With merely their phone number, finding someone on WhatsApp is very simple for many users, and the frequency of searches appears to be limitless. However, according to a recent analysis, this has turned into a significant security flaw that leaves 3.5 billion users of the messaging program vulnerable to assault.
Big WhatsApp security risk
Through a study carried out between December 2024 and April 2025, security researchers at the University of Vienna in Austria found the vulnerability. The primary cause of the problem is WhatsApp’s long-standing built-in capability for locating and adding contacts.
In theory, the app will display whether a number has an account if you add it and then search it up. Additionally, anyone with an active phone number is able to send messages to public accounts and view the profile.
A program known as “libphonegen,” which creates combinations of account numbers from other nations that may be registered on WhatsApp, was used by the team to carry out this procedure.

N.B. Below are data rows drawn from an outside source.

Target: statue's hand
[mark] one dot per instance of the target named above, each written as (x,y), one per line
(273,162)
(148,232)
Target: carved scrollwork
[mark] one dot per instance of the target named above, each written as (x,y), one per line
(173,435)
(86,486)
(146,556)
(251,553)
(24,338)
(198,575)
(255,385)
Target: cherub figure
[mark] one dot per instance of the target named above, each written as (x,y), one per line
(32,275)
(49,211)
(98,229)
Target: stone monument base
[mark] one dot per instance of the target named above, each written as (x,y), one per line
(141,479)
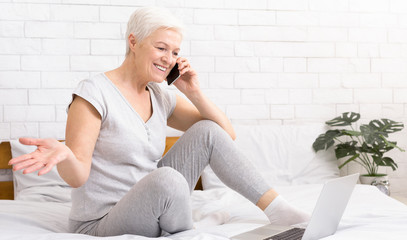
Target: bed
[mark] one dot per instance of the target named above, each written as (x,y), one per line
(40,208)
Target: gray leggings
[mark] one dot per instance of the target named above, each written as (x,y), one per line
(161,200)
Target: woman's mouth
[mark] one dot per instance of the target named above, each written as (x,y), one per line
(161,68)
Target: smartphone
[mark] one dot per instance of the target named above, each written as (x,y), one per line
(173,75)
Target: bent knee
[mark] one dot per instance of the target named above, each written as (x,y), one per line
(171,181)
(208,127)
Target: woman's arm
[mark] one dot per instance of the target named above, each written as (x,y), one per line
(82,130)
(186,114)
(73,159)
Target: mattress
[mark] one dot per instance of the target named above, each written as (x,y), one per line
(219,214)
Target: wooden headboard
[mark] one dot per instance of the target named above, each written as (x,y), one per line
(7,189)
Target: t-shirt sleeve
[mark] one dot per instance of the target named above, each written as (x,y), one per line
(166,97)
(172,101)
(88,90)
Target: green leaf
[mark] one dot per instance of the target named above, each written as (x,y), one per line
(352,133)
(371,134)
(326,140)
(345,119)
(346,149)
(349,160)
(385,126)
(385,161)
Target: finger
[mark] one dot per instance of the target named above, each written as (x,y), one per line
(36,166)
(32,141)
(24,164)
(184,70)
(46,169)
(20,159)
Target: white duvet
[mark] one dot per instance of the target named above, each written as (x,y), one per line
(219,214)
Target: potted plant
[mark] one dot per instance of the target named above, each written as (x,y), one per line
(365,146)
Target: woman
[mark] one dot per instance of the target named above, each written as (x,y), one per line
(115,136)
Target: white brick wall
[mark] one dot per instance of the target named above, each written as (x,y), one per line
(261,61)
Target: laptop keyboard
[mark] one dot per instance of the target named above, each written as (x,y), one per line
(291,234)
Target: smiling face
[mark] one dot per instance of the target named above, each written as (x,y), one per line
(157,54)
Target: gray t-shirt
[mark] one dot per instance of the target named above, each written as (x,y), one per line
(127,148)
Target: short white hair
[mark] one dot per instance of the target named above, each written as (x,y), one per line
(144,21)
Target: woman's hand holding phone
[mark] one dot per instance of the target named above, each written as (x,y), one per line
(187,82)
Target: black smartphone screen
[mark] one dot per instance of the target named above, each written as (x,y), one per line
(173,75)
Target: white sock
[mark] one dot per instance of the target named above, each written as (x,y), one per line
(280,212)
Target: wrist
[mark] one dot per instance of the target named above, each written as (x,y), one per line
(194,96)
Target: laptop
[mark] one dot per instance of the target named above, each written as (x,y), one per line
(325,218)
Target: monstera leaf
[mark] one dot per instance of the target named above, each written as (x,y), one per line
(376,130)
(346,149)
(345,120)
(386,126)
(365,147)
(326,140)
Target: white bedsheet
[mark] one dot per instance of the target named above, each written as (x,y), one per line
(220,214)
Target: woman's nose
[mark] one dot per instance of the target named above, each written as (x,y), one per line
(168,58)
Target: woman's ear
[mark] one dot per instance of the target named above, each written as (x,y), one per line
(132,41)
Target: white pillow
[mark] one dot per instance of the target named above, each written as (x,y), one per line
(282,154)
(30,187)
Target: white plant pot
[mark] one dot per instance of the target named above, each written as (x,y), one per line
(371,179)
(381,182)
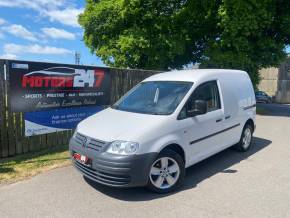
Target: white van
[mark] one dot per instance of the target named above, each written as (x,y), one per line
(166,123)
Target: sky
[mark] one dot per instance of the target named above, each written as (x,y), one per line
(43,30)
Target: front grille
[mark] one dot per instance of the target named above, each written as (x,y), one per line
(88,142)
(103,177)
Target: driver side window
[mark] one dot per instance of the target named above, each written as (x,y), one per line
(207,92)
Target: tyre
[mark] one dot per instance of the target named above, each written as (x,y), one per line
(166,172)
(246,139)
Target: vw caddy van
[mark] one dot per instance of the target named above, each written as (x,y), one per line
(166,123)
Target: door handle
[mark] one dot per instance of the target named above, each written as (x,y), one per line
(228,117)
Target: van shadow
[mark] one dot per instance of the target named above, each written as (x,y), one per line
(219,163)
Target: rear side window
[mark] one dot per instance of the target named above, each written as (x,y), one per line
(209,93)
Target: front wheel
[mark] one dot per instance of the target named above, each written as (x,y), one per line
(167,172)
(246,139)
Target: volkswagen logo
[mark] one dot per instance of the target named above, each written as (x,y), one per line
(85,142)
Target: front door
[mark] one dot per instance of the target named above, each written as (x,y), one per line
(202,133)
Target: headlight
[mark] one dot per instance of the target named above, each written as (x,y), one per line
(123,147)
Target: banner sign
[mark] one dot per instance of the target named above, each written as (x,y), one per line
(42,122)
(38,86)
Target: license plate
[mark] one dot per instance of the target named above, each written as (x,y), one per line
(82,158)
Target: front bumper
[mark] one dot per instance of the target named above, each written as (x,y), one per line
(114,170)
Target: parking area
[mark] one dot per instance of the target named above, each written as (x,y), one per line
(229,184)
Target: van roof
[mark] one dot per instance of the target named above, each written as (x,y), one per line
(193,75)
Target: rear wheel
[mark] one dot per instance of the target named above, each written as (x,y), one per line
(246,139)
(166,173)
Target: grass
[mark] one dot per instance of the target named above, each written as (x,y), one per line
(28,165)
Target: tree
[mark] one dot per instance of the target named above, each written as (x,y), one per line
(168,34)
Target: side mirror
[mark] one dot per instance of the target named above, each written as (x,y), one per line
(199,107)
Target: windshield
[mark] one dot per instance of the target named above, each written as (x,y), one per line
(154,97)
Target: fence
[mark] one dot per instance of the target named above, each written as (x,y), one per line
(12,129)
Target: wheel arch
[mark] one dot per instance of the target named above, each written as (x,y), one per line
(250,122)
(177,148)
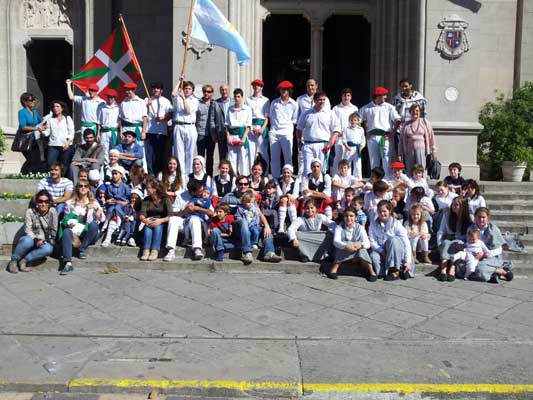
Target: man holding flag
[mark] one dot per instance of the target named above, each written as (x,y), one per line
(89,105)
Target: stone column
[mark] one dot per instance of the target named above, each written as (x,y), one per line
(317,33)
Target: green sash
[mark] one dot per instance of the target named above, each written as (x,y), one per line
(114,134)
(136,125)
(381,143)
(91,125)
(326,155)
(357,147)
(239,132)
(260,122)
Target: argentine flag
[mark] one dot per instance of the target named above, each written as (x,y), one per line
(211,26)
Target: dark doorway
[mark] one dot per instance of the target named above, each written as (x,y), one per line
(286,52)
(49,63)
(346,61)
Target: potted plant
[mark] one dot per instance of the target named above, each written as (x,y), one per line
(506,140)
(3,148)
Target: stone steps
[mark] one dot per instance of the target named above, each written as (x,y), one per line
(514,196)
(510,205)
(512,215)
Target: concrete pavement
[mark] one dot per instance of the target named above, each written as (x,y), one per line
(263,335)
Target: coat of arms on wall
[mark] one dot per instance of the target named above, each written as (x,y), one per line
(452,41)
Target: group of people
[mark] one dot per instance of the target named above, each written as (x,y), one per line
(119,189)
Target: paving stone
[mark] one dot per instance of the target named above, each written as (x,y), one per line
(65,396)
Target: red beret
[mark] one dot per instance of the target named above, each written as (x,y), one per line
(285,85)
(380,91)
(397,165)
(130,85)
(111,93)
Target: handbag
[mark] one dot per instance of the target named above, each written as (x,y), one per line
(433,167)
(22,142)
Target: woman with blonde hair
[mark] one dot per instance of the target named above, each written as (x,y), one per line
(80,225)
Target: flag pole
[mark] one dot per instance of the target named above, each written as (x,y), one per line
(187,40)
(136,61)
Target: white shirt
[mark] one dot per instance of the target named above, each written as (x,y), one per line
(347,180)
(283,116)
(362,237)
(179,110)
(133,110)
(237,117)
(284,188)
(378,235)
(260,106)
(88,108)
(355,135)
(60,132)
(318,125)
(445,202)
(306,102)
(326,179)
(300,221)
(162,106)
(343,113)
(108,115)
(372,200)
(380,116)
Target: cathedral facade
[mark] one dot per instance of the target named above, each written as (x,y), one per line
(458,53)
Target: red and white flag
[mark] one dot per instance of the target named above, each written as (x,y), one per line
(113,65)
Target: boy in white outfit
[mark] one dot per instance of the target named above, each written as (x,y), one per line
(473,246)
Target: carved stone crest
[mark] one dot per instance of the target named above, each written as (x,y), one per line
(452,42)
(38,14)
(196,46)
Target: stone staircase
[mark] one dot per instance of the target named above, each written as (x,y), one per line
(511,206)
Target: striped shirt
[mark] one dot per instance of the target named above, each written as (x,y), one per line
(56,190)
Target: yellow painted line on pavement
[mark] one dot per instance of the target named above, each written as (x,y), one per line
(407,388)
(402,388)
(176,384)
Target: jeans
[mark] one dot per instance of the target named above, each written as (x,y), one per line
(154,149)
(250,236)
(88,237)
(26,249)
(152,237)
(220,243)
(56,153)
(206,148)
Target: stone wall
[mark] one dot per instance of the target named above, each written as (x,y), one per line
(475,77)
(526,62)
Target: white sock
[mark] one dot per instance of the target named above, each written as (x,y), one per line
(293,214)
(111,227)
(282,216)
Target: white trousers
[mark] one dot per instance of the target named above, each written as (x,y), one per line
(355,162)
(310,151)
(339,155)
(175,225)
(185,146)
(257,145)
(376,158)
(422,244)
(280,144)
(105,141)
(238,157)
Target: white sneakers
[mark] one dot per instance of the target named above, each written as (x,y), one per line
(170,255)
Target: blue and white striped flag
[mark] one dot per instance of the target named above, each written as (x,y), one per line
(211,26)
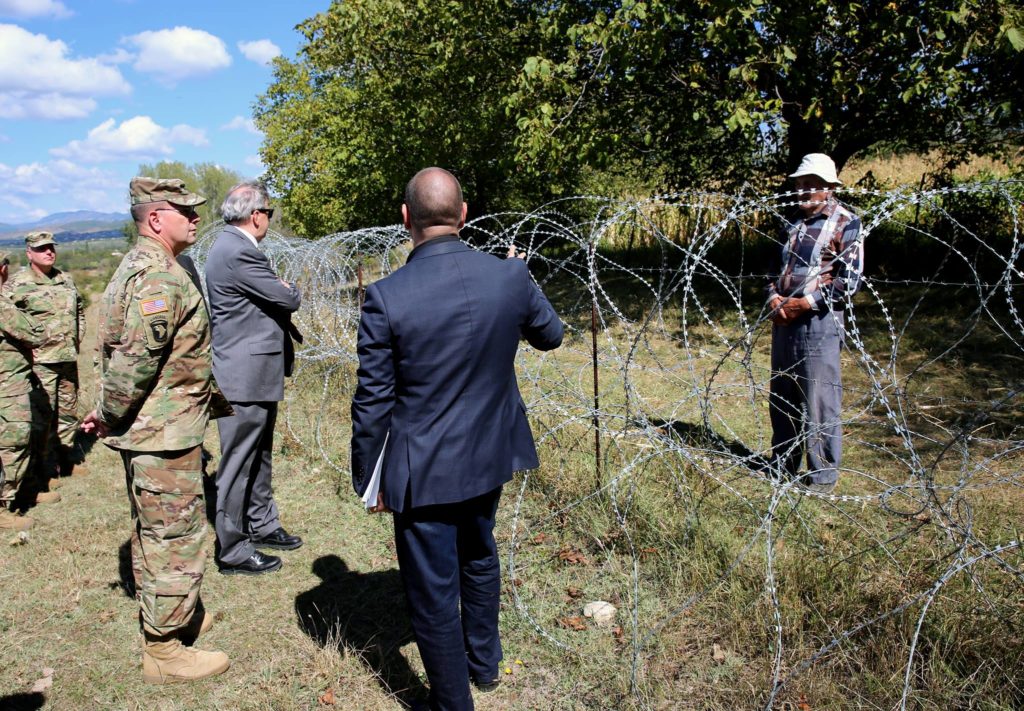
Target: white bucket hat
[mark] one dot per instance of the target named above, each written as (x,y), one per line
(820,165)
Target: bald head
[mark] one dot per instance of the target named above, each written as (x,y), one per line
(433,198)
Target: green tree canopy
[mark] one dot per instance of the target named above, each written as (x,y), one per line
(709,87)
(382,88)
(524,99)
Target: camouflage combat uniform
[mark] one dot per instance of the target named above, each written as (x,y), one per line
(18,392)
(156,394)
(54,302)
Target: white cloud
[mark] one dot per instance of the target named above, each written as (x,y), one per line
(23,9)
(173,55)
(138,137)
(24,105)
(118,56)
(241,123)
(260,51)
(78,187)
(39,80)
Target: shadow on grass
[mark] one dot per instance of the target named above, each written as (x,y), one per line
(364,613)
(125,576)
(23,702)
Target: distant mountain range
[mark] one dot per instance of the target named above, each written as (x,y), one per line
(68,226)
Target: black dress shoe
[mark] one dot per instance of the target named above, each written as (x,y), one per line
(486,685)
(257,563)
(279,540)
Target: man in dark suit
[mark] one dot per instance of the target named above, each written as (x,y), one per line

They were able to produce 63 billion possible accounts and 100 million numbers each hour in their study. 3.5 billion accounts were taken out of those. Of these, 29% had written profiles with sensitive information including political and religious affiliations and links to other social media accounts, while 57% had their profile images made public.
The vulnerability Is alarming
The results show how this WhatsApp security vulnerability could be exploited by malevolent parties, including fraudsters and attackers. For example, the encryption in the messaging app is weakened since public and identification keys are reusable rather than unique. Attackers might intercept and decrypt messages if security was compromised.
The identical WhatsApp vulnerability was discovered in 2017, but Meta has not been able to fix the flaw.
Following the discoveries, Meta was contacted by the security research group. The company verified that it implemented system modifications in October that restrict the number of account searches that may be done within the app.
How to protect yourself
Users with public profiles, however, are still vulnerable because others can still read their profile images and text. Making their WhatsApp profile private is advised for those who are worried about security and privacy.
Additionally, Meta has added new security and privacy features. A monthly message cap and automatically muting calls and messages from strangers are two of these that are presently being testing.